It's something every graduate's pretty darn aware of by now: the job-hunting scene is an absolute nightmare.
And if you've got your heart set on a career that's competitive at entry level it's, well, even tougher.
We're told that no one will hire us off the back of a degree alone. We're told that yeah, spending £9k+ on a master's degree might help. But there's no guarantee.
So for jobs that value experience as much as a qualification - take journalism or publishing, for example - we all end up asking ourselves the same question:
Is it ever acceptable to work for free?
Now, getting a quick taste of a job without becoming a full-time employee is no bad thing. After all, how on earth can you be expected to know which career is for you when you haven't experienced a single day of it?
But there's having a nosey around an office, and then there's being exploited. A day in your summer holidays spent shadowing a few staff members is one thing, but doing the same work as a full-time employee and being paid nothing for it? There's a big difference.
Not only is the latter unfair - and a financially unrealistic option for most - but often illegal, depending on a bunch of circumstances.

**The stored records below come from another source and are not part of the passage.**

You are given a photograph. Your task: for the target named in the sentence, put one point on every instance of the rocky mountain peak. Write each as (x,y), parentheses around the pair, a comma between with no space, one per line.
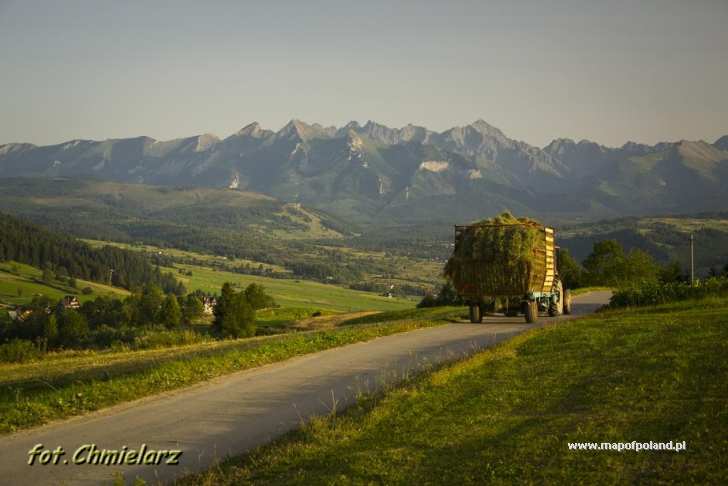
(252,130)
(722,143)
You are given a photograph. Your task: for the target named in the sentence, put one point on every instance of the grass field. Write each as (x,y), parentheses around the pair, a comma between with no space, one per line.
(206,258)
(293,293)
(506,416)
(72,383)
(14,276)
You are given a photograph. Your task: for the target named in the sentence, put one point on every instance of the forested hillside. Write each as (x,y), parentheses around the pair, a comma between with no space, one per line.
(65,256)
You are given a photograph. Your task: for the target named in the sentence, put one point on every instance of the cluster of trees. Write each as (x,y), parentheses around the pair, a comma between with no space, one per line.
(235,311)
(69,257)
(99,322)
(610,265)
(51,325)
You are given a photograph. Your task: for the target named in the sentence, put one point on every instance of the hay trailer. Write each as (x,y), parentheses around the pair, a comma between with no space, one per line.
(541,291)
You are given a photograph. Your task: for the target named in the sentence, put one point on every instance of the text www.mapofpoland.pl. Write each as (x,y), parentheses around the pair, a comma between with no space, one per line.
(628,446)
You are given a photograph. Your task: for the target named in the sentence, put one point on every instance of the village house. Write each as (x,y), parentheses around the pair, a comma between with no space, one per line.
(71,302)
(208,305)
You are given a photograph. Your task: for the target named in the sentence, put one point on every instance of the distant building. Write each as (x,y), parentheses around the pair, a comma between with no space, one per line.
(71,302)
(20,314)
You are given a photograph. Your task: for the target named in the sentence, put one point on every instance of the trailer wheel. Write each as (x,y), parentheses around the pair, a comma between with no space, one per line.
(475,316)
(567,302)
(532,312)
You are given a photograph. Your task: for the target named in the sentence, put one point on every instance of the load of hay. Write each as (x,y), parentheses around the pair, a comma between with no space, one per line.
(500,256)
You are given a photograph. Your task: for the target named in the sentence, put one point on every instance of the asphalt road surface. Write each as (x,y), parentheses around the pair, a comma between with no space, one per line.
(237,412)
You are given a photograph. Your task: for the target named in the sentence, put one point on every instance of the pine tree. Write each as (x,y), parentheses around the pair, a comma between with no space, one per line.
(170,313)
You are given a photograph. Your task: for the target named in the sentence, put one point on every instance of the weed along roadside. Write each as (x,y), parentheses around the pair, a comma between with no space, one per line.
(35,393)
(271,400)
(623,396)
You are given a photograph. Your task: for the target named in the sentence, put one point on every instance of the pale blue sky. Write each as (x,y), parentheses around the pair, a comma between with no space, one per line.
(610,71)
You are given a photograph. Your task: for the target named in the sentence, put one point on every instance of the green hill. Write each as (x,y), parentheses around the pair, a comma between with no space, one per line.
(19,283)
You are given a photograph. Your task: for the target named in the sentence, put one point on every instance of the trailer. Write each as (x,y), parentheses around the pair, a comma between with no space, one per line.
(537,286)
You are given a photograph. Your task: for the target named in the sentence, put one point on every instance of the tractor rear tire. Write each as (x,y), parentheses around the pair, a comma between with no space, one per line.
(475,316)
(553,309)
(567,302)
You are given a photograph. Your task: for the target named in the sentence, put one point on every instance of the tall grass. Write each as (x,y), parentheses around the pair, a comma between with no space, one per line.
(665,293)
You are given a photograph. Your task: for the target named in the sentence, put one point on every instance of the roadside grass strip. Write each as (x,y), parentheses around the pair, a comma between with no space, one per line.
(508,414)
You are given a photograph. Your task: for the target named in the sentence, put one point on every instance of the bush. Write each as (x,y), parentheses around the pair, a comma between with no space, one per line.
(18,351)
(167,338)
(663,293)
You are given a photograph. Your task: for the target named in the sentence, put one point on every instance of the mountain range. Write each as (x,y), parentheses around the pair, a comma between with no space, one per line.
(372,173)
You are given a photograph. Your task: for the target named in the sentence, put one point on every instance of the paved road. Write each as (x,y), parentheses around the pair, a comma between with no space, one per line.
(234,413)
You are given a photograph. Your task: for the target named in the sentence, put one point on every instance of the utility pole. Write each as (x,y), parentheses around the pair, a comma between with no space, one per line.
(692,260)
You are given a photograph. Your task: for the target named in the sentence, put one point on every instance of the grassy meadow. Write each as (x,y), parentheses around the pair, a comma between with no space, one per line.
(292,293)
(507,414)
(19,283)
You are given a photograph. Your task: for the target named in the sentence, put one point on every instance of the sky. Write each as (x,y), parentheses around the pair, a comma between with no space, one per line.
(606,70)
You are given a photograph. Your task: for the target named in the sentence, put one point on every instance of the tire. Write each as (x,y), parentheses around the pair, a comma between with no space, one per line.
(567,302)
(475,316)
(553,309)
(557,308)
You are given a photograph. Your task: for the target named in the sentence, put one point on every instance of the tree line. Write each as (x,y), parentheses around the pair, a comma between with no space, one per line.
(106,320)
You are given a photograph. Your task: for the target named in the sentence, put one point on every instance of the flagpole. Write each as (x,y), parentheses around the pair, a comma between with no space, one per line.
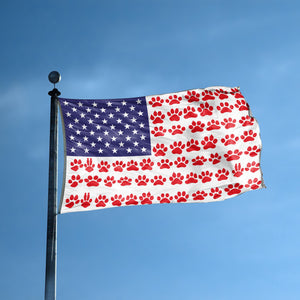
(50,277)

We spoke to Jill Coyne, senior information and guidance manager at Acas, to clear up the matter.
When you're entitled to the minimum wage
"Entitled", you say? To a "wage"?
Yes, you lucky, lucky thing. The law does actually recognise that young people, like old people, need food and shelter to survive. And that the usual way of acquiring this is to work, and be paid for it.
During an internship, you're often entitled to the National Minimum Wage.
"Whether an internship is paid or unpaid depends on a number of factors, including what type of activities the intern is doing, the intern’s employment status, and whether it is part of a higher education course," says Jill.
"If the intern is shadowing people rather than doing work during their placement, they are unlikely to get paid, and legally don’t have to be."
"But if an intern is doing work, and so gets classed as worker, then they are entitled to receive the National Minimum Wage. This rate will vary depending on the intern’s age."
So if you do Actual Work™, you should be paid for it. Unless:
"If the internship's part of a UK-based further or higher education course (a sandwich course) lasting less than a year, then interns are generally not entitled to the National Minimum Wage."
So if the internship is part of a short course, then you're out of luck.
If you're offered the perfect placement
This is where it gets tricky - you've received an internship offer from a fantastic company, but there's been no mention of pay.
Jill says that in this situation, she recommends talking to the employer first and finding out what type of activities will be part of the placement.
"If it sounds like they will be doing work, then they should ask about receiving the National Minimum Wage."
You've probably heard that the National Living Wage is now 'a thing', but it absurdly doesn't apply to under-25s, so the National Minimum Wage is probably what you're gunning for.
Internships vs work experience
Our first taste of unpaid work is usually when we're 16 and told by school to work at our local 'Smith's for a week.
Newsflash: this isn't an internship. And more importantly, unpaid work as an adult isn't work experience either.
"They’re not the same thing," Jill explains.
"Work experience, generally, is for someone who spends a limited time with an employer to learn about work and the working environment."
"Work experience placements are typically aimed at students of compulsory school age and are usually unpaid."
In other words, work experience is to teach about the working world as a whole rather than being a gateway to a specific profession.
Ouch. So not only are graduates having to rely on our parents and unable to afford our own houses, but employers are treating us like sixth formers, too. Should we start retaking our SATs as well?
Find out more
They also have an e-learning course for people starting work for the first time.
And finally, good luck with that getting-paid-what-you're-legally-entitled-to thing.